The worst design for any 4 Cyl Lyc are "Y" Pipes where #1 & #3 (left side) tied together, and #2 and #4 (right side) tied into one. This is counter productive for scavaging. However it makes a clean installation.

Scavenging of exhaust gas to facilitate induction is tricky and only valid or idealized for one altitude and RPM/Power and less at any other parameter. So you have to define what power/rpm and altitude you are trying to optimize.

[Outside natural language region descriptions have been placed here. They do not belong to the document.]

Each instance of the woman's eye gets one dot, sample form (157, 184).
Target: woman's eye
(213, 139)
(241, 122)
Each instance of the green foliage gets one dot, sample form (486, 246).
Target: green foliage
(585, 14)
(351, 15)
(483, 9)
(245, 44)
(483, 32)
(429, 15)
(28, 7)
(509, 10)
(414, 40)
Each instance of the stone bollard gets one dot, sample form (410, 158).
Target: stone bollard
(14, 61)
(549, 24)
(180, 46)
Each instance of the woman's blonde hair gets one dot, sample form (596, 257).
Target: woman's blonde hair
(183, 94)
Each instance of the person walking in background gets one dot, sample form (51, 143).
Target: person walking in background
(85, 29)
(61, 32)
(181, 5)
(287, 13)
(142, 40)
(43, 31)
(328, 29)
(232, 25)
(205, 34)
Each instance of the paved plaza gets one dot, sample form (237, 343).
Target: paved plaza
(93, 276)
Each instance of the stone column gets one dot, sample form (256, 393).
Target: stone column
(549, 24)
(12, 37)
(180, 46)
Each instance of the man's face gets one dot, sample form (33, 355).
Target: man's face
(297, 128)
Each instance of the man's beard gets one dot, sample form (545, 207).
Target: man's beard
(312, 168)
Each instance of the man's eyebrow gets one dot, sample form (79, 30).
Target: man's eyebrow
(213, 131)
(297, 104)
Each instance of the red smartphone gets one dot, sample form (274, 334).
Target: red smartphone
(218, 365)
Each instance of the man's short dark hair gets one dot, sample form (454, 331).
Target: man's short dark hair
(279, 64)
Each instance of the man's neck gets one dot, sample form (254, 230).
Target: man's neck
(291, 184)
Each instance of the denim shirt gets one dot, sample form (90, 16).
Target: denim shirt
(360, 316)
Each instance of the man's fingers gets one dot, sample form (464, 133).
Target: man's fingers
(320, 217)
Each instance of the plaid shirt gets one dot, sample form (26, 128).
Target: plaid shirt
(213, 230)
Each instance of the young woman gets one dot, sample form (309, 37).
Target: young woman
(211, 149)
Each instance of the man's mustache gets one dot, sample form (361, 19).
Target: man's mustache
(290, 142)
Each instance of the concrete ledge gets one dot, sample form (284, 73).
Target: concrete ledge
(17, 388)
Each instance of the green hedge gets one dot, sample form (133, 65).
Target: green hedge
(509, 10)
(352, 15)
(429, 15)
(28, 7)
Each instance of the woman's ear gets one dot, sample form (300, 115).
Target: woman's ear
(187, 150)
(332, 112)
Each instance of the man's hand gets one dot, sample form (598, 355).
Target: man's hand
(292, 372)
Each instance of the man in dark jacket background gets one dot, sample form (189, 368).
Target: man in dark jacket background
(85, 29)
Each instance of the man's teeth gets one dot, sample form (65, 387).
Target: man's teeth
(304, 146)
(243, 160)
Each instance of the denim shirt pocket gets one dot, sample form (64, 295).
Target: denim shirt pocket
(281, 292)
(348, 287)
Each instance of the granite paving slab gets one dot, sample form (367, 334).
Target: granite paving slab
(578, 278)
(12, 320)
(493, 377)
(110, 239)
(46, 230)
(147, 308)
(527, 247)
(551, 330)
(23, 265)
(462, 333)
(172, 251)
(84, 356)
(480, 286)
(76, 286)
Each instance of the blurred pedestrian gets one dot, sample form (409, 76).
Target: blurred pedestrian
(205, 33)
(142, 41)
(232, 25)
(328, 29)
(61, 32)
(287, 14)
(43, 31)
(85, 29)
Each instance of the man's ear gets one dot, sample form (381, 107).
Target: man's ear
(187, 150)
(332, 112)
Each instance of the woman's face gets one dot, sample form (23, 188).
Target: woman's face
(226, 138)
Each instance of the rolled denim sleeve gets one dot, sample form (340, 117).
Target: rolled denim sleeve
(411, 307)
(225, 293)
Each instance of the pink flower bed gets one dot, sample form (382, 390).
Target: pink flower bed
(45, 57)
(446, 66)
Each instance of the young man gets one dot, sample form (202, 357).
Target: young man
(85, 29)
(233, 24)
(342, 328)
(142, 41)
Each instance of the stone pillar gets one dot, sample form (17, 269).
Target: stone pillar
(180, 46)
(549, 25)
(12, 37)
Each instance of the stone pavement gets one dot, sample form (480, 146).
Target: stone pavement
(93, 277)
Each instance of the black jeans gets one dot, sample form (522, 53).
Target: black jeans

Bottom line our fast Van RV's with FAB and good pipes (cross over, semi tuned 4 into 4, or tuned 4 into 1) has way better engine volumetric air flow than any stock Cessna or Piper. MORE AIR NEEDS MORE GAS = MORE HP. A 160HP C172 is likely not making near 160 HP in any condition. It is choked off. So when an RV engine makes more power than a Cessna with same engine (and carb), it is not like RV's are magic, just that the GA planes are pretty poor. The delta HP increase of same engine / carb combo installed in GA vs RV is significant. This is why the company POWER FLOW has made a mint selling better exhaust for Pipers, Cessna's and other Std. Cert plane, claiming some big improvement in aircraft performance, which I tend to believe. Again their pipes are not magic, just the stock ones are awful, and intake is equally poor.

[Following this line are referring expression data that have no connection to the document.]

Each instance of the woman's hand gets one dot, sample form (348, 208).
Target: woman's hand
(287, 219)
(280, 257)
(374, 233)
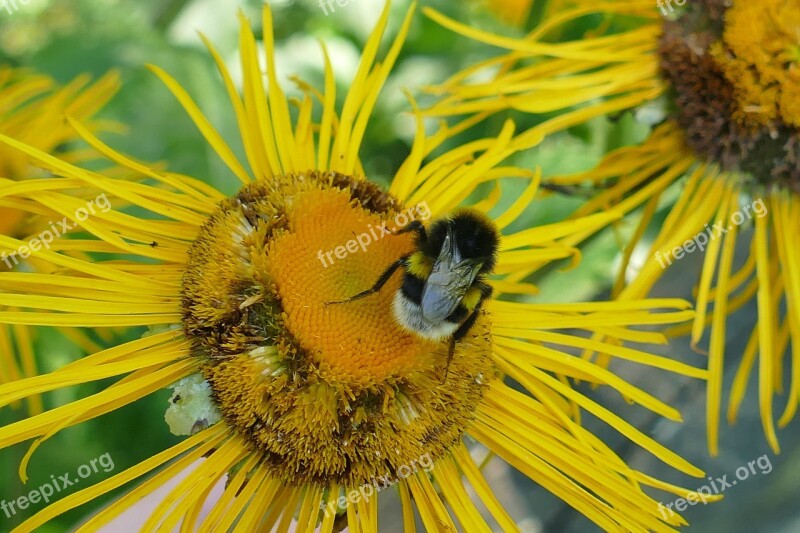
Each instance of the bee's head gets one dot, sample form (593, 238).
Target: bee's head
(475, 235)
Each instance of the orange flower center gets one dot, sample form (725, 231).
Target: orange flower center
(328, 393)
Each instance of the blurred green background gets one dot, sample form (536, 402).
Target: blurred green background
(64, 38)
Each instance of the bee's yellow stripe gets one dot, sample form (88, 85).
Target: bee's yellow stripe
(471, 298)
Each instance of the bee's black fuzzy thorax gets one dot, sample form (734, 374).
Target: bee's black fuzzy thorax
(475, 234)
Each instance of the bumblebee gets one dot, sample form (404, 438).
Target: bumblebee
(444, 279)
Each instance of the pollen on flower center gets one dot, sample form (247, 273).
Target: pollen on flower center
(328, 393)
(734, 75)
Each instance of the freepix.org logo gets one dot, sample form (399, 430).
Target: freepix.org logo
(55, 230)
(57, 484)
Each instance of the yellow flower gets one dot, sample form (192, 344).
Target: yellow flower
(32, 111)
(304, 404)
(513, 11)
(727, 76)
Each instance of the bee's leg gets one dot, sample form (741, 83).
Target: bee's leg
(570, 190)
(486, 292)
(378, 284)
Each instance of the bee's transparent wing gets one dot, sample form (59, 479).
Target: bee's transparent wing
(445, 288)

There is no free lunch but good induction and good exhaust is next best thing. This better intake and exhaust will make an engine for C172 run LEAN in an RV. Too lean? May be. In my experience my O320 160HP was very lean. I found O360's have some carb PN/models that do OK as is, likely Engine Carb combos for older Carbureted Mooney's. Mooney is a fast plane for GA, and they tried to capture ram air induction. Their pipes were OK I recall. So they may work stock in an RV.